Both types of markets are equally important for economic development. Although business enterprises in developed countries largely depend on capital market to meet their fund requirement, in Bangladesh they (enterprises) mostly depend on money market, especially on the banking sector to meet their fund requirements.
Until 2010, the banking sector was found organised and stable but since then, a series of scams started to be unveiled one after another that included the Hall-Mark scam of about Tk 40 billion in Sonali Bank in 2012, Bismillah group scam of Tk 11 billion in Janata Bank in the same year, Destiny Group scam of almost Tk 40 billion in Basic Bank in 2013. These undesired events certainly had negative impact on the overall banking sector and as an inevitable fall out, the sector became fragile.
Moreover, approval of eight new banks in 2013 further worsened the situation. Although up to the year of 2015, bank branches per hundred thousand adults in Bangladesh were 8.37 which is fewer than in India (13.55), Sri Lanka (18.58), Pakistan (10.04) and Malaysia (10.66). The ratio has gone up as in 2016 and in 2017, the newly-approved banks opened a number of branches across the country.
All these scams, recent increase in non-performing loans, and drastic fall of private sector investments resulted in the poor performance of the banking sector. Indeed, banks are now struggling to make profits.
Against this backdrop, government's planning to give permission to three more new banks has obviously sent a shockwave to this sector. Justifying the decision, the finance minister said, since many people of the country are still unbanked, the country needs more banks in order to include them. Earlier in 2013, at the time of giving licence to 8 new banks, he mentioned that approval of new banks was a political decision.
In Bangladesh most of the unbanked people live in rural areas. In the city areas, unbanked people are mostly slum dwellers or other poor people who have no savings as they live below poverty line. These unbanked people are undoubtedly not able to offer any business to banks.
Will these newly approved banks attempt to include such people? This scribe doesn't think so. Bank is a commercial organisation. They always seek profit. In addition, it will not be cost-effective to serve such poor people through opening branches in rural areas. Rather, they can serve them through cost-efficient means like mobile or agent-banking and for this, we need not to set up new banks as the existing banks can do it fairly well.

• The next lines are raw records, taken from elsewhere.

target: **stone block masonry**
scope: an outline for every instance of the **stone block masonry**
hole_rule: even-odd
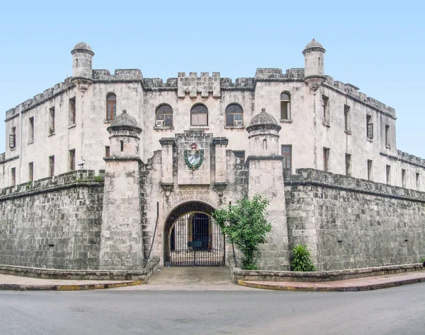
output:
[[[93,175],[75,171],[4,189],[0,264],[98,269],[103,187]]]
[[[319,270],[417,263],[425,255],[425,193],[300,169],[285,180],[290,247]]]

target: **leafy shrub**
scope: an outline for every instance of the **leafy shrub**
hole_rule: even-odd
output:
[[[212,216],[220,226],[227,242],[233,243],[242,252],[241,267],[256,270],[259,245],[266,242],[266,234],[271,230],[267,222],[266,207],[268,200],[255,195],[252,200],[244,198],[228,208],[217,209]]]
[[[293,248],[290,257],[290,269],[298,271],[317,270],[306,245],[298,245]]]

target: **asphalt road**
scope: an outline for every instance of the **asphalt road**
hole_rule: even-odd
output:
[[[424,334],[425,283],[369,292],[0,292],[2,334]]]

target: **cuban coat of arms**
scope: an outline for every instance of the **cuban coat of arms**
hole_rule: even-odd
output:
[[[191,150],[184,151],[184,161],[189,169],[198,170],[203,160],[203,149],[198,149],[196,143],[193,143]]]

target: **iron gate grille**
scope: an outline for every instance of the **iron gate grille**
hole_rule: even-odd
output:
[[[178,218],[169,233],[171,266],[225,266],[225,238],[214,219],[192,212]]]

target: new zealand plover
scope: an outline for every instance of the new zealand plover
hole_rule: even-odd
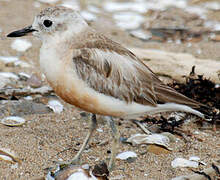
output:
[[[92,29],[75,11],[64,7],[40,12],[31,26],[8,37],[28,34],[42,41],[40,67],[64,101],[93,113],[90,131],[73,162],[79,160],[96,128],[96,114],[134,118],[166,111],[184,111],[204,118],[202,104],[165,85],[135,54]],[[118,132],[112,118],[114,164]]]

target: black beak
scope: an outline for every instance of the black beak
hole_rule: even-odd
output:
[[[7,37],[21,37],[21,36],[26,36],[27,34],[33,32],[33,31],[37,31],[37,30],[33,29],[32,26],[28,26],[28,27],[26,27],[26,28],[24,28],[24,29],[11,32],[10,34],[7,35]]]

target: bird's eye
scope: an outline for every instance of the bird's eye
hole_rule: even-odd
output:
[[[46,19],[46,20],[44,20],[43,24],[44,24],[45,27],[50,27],[53,24],[53,22]]]

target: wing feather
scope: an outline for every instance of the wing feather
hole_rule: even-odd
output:
[[[78,76],[95,91],[127,103],[204,106],[163,84],[150,68],[120,44],[95,32],[78,42],[83,40],[84,43],[73,45],[73,64]]]

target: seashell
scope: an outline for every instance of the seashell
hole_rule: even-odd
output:
[[[132,143],[132,145],[139,144],[156,144],[165,147],[168,150],[172,150],[169,147],[169,138],[161,134],[135,134],[128,138],[127,142]]]
[[[0,123],[6,126],[21,126],[26,122],[24,118],[18,116],[8,116],[1,119]]]
[[[50,109],[53,110],[55,113],[61,113],[63,111],[63,105],[60,103],[60,101],[52,99],[49,100],[48,105]]]
[[[0,148],[0,160],[10,162],[10,163],[20,163],[21,160],[18,159],[14,153],[10,152],[10,150]]]
[[[192,168],[198,168],[199,163],[195,161],[190,161],[184,158],[176,158],[171,162],[171,166],[173,168],[177,167],[192,167]]]
[[[116,159],[121,159],[121,160],[127,160],[129,158],[137,158],[137,154],[133,151],[125,151],[125,152],[119,153],[116,156]]]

Each of the existing banks has more or less 100 branches. The number is below their limit. So they can comfortably raise the number of branches to extend their services to unbanked people, if they feel like.
Our banking industry is now very much competitive and passing through a very tough time. In this circumstance, the new banks would face a tremendously competitive environment triggering an unhealthy competition among them. Understandably, in order to overcome the situation, banks will be forced to go for aggressive banking causing a further rise in their non-performing loan portfolios. This is evident in the recent surge of non-performing loans in the banking sector.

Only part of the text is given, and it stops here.